近年の日本社会の一つの特徴だが、地域や職場や学校で「政権への評価」、「原発再稼働」など政治について話題にするのはやめよう、議論するなんてありえないといった空気が強まりつつある。大学生など若者の間でその傾向が顕著なのだが、議論をしたらクラスでギクシャクしてしまうからと、意見のぶつかりあいを嫌って未然にそれを回避する。そういう姿勢は、程度の差こそあれ地域や職場においても常態化している。それでは民主主義は鍛えられず、どんどん弱まってしまう。
「原発」をめぐって大きく揺れた新潟県の巻町も刈羽村も、臆することなく「異議あり」と声をあげ起ちあがった人たちがいたから町内で議論が巻き起こり、民主主義と市民自治が育まれ強化された。そして、そうした例は当然のことながら諸外国の国民投票でも数多ある。
例えば、カトリック教会から強い精神的支配を受けているイタリアやアイルランドにおいて、「離婚の合法化」「人工妊娠中絶」をめぐり進歩派の女性たちが中心となって声を上げ、一定数の国民が信者同士や家族間で厳しく対立した。そのことによって「社会的分断」をもたらしながらも、両国とも国民投票でこの問題に決着をつけた。
「分断」をもたらすのは悪いことなのかということを、この「離婚の合法化」という事例で考えたい。
イタリアでは長年にわたりカトリック教会の強い影響を受けて離婚をタブー化し、それが法的に認められることはなかった。だが、1960年代以降、離婚の合法化を切望する人々が急速に増え、その声を代弁するように「女性解放運動」のグループや社会、共産両党が動いた結果、国会は1970年5月に国民投票法を制定した後、同年12月に「婚姻解消の諸々の規律(離婚法)」を制定した。その際、キリスト教民主党は、この離婚法をあとで必ず国民投票に付すことを条件に制定に同意した。

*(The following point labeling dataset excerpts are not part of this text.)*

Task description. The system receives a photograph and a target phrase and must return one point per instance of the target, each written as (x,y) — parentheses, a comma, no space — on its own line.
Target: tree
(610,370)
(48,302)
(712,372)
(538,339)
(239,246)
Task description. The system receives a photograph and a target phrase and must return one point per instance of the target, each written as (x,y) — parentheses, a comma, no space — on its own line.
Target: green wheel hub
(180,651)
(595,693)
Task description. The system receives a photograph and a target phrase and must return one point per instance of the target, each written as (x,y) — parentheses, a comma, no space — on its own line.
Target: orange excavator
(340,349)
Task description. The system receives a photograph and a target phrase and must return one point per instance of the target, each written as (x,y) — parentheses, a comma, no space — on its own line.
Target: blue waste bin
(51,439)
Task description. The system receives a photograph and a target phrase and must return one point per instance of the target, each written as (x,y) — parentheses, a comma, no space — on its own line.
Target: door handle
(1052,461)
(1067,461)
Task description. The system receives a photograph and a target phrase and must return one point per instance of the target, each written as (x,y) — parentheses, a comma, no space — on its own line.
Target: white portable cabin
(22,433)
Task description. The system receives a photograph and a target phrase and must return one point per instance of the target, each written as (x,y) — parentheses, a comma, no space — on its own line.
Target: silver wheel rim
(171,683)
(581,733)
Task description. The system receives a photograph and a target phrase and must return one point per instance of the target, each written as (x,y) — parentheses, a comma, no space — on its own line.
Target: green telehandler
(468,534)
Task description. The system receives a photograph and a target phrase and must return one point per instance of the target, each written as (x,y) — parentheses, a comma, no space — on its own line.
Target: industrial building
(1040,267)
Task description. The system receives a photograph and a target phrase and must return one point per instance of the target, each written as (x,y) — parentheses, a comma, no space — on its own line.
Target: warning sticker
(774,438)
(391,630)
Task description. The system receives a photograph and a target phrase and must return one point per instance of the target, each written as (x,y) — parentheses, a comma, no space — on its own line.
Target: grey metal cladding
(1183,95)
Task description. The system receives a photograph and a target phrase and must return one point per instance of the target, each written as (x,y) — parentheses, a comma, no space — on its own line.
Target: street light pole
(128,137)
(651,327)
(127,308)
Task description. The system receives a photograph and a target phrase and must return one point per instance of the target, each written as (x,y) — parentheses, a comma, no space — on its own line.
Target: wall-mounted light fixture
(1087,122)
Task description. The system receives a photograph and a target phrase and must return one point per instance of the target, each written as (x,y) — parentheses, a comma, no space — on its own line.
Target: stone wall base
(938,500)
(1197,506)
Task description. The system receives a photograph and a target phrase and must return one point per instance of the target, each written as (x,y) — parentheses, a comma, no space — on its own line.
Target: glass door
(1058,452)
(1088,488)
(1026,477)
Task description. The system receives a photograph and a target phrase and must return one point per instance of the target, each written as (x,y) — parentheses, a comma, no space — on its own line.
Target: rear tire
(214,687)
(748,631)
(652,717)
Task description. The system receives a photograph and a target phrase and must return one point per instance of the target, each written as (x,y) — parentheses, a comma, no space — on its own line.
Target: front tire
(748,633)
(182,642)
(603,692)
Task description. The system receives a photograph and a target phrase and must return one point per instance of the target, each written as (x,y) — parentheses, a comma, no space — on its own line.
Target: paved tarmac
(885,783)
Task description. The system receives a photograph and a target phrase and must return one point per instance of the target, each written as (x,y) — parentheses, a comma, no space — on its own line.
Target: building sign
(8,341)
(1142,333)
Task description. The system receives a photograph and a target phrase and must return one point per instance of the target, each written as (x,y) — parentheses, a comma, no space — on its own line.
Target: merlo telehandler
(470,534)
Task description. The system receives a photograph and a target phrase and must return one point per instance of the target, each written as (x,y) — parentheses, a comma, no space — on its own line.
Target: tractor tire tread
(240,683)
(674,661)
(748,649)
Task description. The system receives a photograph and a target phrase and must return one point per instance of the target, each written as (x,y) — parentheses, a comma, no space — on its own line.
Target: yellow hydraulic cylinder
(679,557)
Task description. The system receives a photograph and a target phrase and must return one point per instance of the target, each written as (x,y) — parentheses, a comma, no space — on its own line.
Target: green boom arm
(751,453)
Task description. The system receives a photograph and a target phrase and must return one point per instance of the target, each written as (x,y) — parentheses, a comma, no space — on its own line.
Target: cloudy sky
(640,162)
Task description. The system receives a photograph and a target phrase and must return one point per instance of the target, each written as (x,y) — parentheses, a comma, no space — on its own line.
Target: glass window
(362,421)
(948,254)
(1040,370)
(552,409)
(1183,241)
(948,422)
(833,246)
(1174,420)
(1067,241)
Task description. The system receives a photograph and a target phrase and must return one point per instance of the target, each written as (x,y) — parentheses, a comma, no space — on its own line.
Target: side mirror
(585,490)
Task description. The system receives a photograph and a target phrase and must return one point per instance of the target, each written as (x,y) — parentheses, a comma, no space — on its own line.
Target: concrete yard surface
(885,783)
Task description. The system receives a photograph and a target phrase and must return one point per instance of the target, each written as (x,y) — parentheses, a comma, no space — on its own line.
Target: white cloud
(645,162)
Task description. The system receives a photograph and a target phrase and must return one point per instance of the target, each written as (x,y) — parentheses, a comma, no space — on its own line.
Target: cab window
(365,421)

翌71年には避妊薬ピルの使用が法的に認められ、78年には「人工妊娠中絶」に関しても合法化。これに反発し、巻き返しを図ったのがキリスト教民主党やカトリック教会だった。彼らは「離婚法の廃止に向けた国民投票委員会」を立ち上げ、憲法75条で認められている「法律廃止のイニシアチブ(国民発議)の権利」を行使。規定の50万筆を超す請求署名を集めて離婚法を廃止するか否か(つまり以前のように離婚を非合法とするか否か)を問う国民投票に持ち込んだ(1974年5月13日実施)。
教会はローマ法王の権威を背景に、7割を超す国民が信者となっているイタリア国民に対して「離婚法廃止賛成」に投票するよう強く求めたが、92人のカトリック系知識人が「離婚法廃止反対」を表明するなど教会勢力や信者は賛否で「分断」。なかには親子、夫婦で諍う家族もあった。
【投票結果】設問は「離婚法の廃止に賛成しますか?」
有権者総数 37,646,322
投票率 87.72%(33,023,179票)
賛成票 40.74%(13,157,558票)
反対票 59.26%(19,138,300票)
この投票結果により引き続き離婚が法的に認められることになったものの、1970年の「婚姻解消の諸々の規律(離婚法)」では離婚手続きが極めて煩雑で容易には離婚ができず、法的手続きを済ませることなく新たなパートナーとの暮らしを始めるという「不倫関係」となるケースが少なくなかった。そうした問題を解決すべく2015年に離婚法が改正され、離婚手続きが比較的容易になった。ただし、改正後も改正前同様、離婚法が適用される「離婚原因」は限られ「申請のための要件」も厳しい。